3.1 A Moment of Challenge and Beauty
It is both a challenging and beautiful moment: Challenging because we are rebuked in how we often lift leaders up to levels from which they can only fall, and to how we might respond to praise if we ourselves are in leadership that we never let the praise or power get to us, like John in the humility of Grace we point away from ourselves to Jesus. John prepares: Jesus transform; We prepare: Jesus transformers. So grasped by the power of the Gospel and the power of the one who brings it is John that he has been humbled, even in this moment, as his ministry looks successful, he knows it’s nothing compared to the power of the ministry he is preparing the ground for. He has been baptising people with water as he has called them to repentance, but the one he is preparing for will baptise wth greater power symbolised by fire – The Holy Spirit of God. Advent sometimes feels like a lost season in our culture as the Christmas decorations go up, and the music rings, yet it is significant in the life of the Church because we remember simply the foundation of our gospel hope and how it should shape our lives:
“Christ has come; Christ will Come Again”
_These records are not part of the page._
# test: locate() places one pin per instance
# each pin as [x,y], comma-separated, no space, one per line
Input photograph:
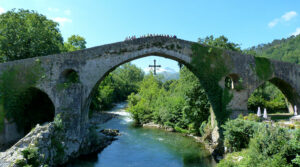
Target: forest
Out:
[180,104]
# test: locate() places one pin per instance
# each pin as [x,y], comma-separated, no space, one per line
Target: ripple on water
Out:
[146,147]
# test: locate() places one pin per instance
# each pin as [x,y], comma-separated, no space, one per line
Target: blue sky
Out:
[247,23]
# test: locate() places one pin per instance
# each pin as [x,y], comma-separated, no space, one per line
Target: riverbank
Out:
[146,147]
[199,139]
[50,144]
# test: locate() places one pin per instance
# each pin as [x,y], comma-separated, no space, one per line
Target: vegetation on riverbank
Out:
[116,86]
[181,104]
[252,143]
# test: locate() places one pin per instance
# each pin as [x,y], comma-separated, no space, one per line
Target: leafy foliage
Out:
[284,49]
[25,34]
[116,87]
[180,104]
[75,42]
[237,134]
[268,146]
[267,96]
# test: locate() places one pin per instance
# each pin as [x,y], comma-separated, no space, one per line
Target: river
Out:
[145,147]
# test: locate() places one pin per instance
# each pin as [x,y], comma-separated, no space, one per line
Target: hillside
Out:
[285,49]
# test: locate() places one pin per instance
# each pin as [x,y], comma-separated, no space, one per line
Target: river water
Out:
[145,147]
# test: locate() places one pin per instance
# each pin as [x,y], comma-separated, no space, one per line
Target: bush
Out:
[252,117]
[269,147]
[237,134]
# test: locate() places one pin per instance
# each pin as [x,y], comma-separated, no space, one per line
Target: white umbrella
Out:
[265,114]
[258,112]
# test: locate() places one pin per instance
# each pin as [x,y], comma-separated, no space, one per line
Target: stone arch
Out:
[287,90]
[37,108]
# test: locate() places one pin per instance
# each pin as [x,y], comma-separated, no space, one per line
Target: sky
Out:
[247,23]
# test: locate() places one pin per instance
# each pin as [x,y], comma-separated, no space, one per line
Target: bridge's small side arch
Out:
[287,90]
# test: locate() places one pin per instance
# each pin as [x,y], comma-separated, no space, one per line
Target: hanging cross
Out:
[154,66]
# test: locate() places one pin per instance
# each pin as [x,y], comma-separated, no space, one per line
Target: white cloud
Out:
[2,10]
[289,15]
[53,10]
[297,32]
[67,12]
[284,18]
[62,20]
[273,23]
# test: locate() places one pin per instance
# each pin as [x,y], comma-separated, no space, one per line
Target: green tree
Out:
[75,42]
[220,42]
[25,34]
[117,86]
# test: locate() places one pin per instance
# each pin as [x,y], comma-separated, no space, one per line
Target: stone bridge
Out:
[212,66]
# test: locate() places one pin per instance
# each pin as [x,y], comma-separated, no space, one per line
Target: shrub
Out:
[237,133]
[252,117]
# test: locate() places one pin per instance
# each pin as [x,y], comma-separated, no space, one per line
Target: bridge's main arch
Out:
[210,65]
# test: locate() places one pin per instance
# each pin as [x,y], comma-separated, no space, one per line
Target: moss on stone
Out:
[13,82]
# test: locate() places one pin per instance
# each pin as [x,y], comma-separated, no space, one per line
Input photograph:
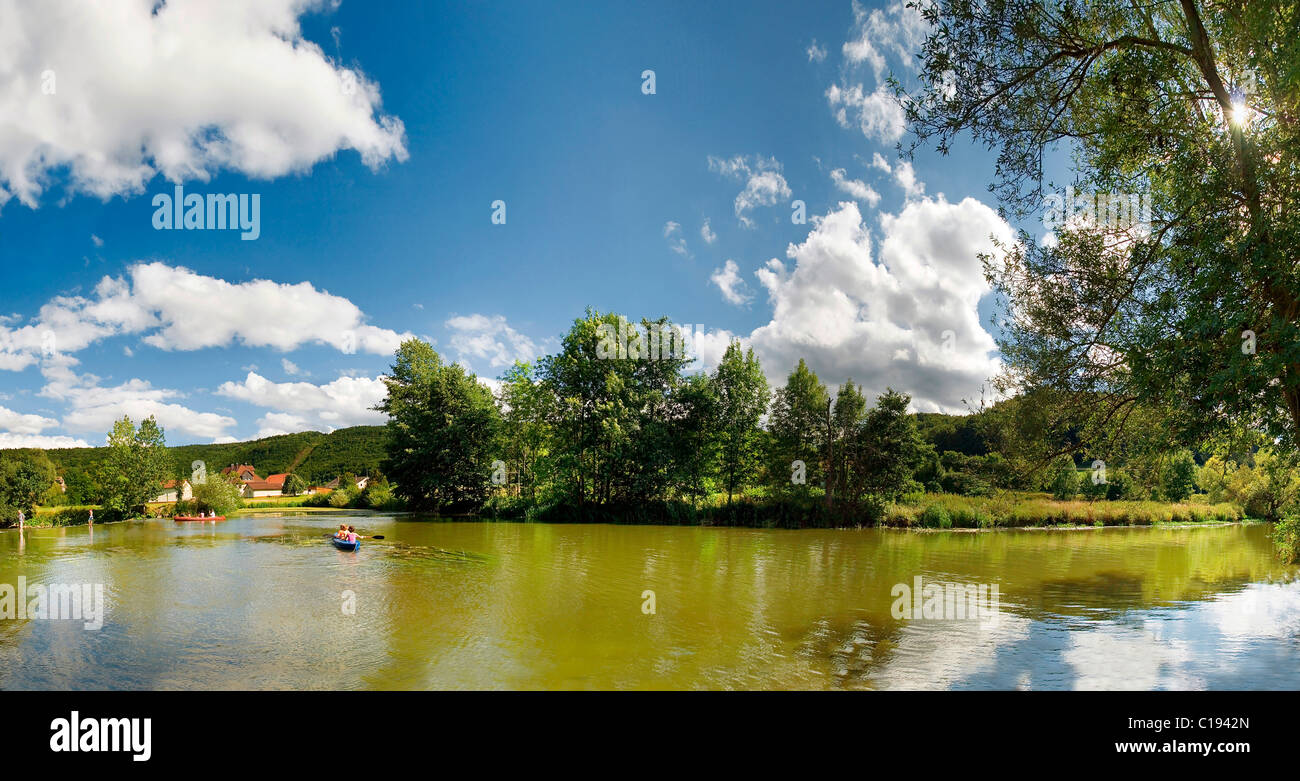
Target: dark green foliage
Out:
[25,477]
[443,428]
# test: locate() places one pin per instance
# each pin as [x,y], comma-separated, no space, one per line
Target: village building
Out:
[170,491]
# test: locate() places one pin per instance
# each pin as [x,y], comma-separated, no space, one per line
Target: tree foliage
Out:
[137,465]
[1191,103]
[443,428]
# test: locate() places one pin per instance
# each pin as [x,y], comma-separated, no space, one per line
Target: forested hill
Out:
[313,456]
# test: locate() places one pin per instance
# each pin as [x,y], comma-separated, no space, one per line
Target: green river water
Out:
[264,602]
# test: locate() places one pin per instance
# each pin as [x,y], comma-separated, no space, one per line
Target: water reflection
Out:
[261,603]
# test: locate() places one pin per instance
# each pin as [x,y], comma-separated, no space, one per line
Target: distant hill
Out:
[315,456]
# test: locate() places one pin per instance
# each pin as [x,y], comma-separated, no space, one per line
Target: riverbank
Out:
[1010,510]
[255,603]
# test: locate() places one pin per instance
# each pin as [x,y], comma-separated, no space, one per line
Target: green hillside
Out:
[313,456]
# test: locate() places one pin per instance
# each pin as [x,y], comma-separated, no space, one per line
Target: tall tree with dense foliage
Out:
[1178,478]
[294,485]
[742,399]
[1194,104]
[796,424]
[135,467]
[25,477]
[618,406]
[443,426]
[885,450]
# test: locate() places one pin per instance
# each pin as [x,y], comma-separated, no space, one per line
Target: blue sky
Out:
[377,140]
3.2 Christ Will Come Again
Advent lifts our eyes away from the commercialisation of this season to distract the world from the beauty of the incarnation and the real reason of the season to that profound truth that gives Christmas its hope – Christ will come again. We live with hope because Jesus has come, and we live in expectation that he will come again to fulfil that which he began. The fire of his righteousness will remove the curse of sin from the world and display the darkness permanently by his fire as he exposes what is false and renews that which is broken. The Judgment that is coming is not one of terror and fear, but one that will remove evil and darkness and lead to everlasting life and hope. The certainty of Christ’s coming gives meaning and hope to his first coming. We live not simply looking back with thanks for the Incarnation and Cross – we live and prepare now knowing that he will come in power and Glory to cleanse the world, redeem it from evil and empower his gathered people to rule in his Kingdom. This can be hard to hear, yet it should be beautiful because we see the wonder of what repentance is – that even when we announce this coming Judgment to our City, it’s not something to be afraid of, it is something to rejoice in. The call to repentance is because God hates sin, and there will come a day when he will deal with it, so we can rejoice because this broken world will be restored under the reign of Christ. Thus, we make clear that the repentance we speak out and live out is one of hope because we know the King is coming with Mercy, love, and power and one day all will be made right. The Word of the Lord to us this Advent is simple and searching: in the Wilderness of North Belfast, God is calling us to repent, bear fruit, and prepare a straight path for the coming King. This Advent, perhaps God is saying to each of us, it’s time to wake up to our call, get on with the work of clearing the way, and above all, make room in our lives for the rule and reign of God.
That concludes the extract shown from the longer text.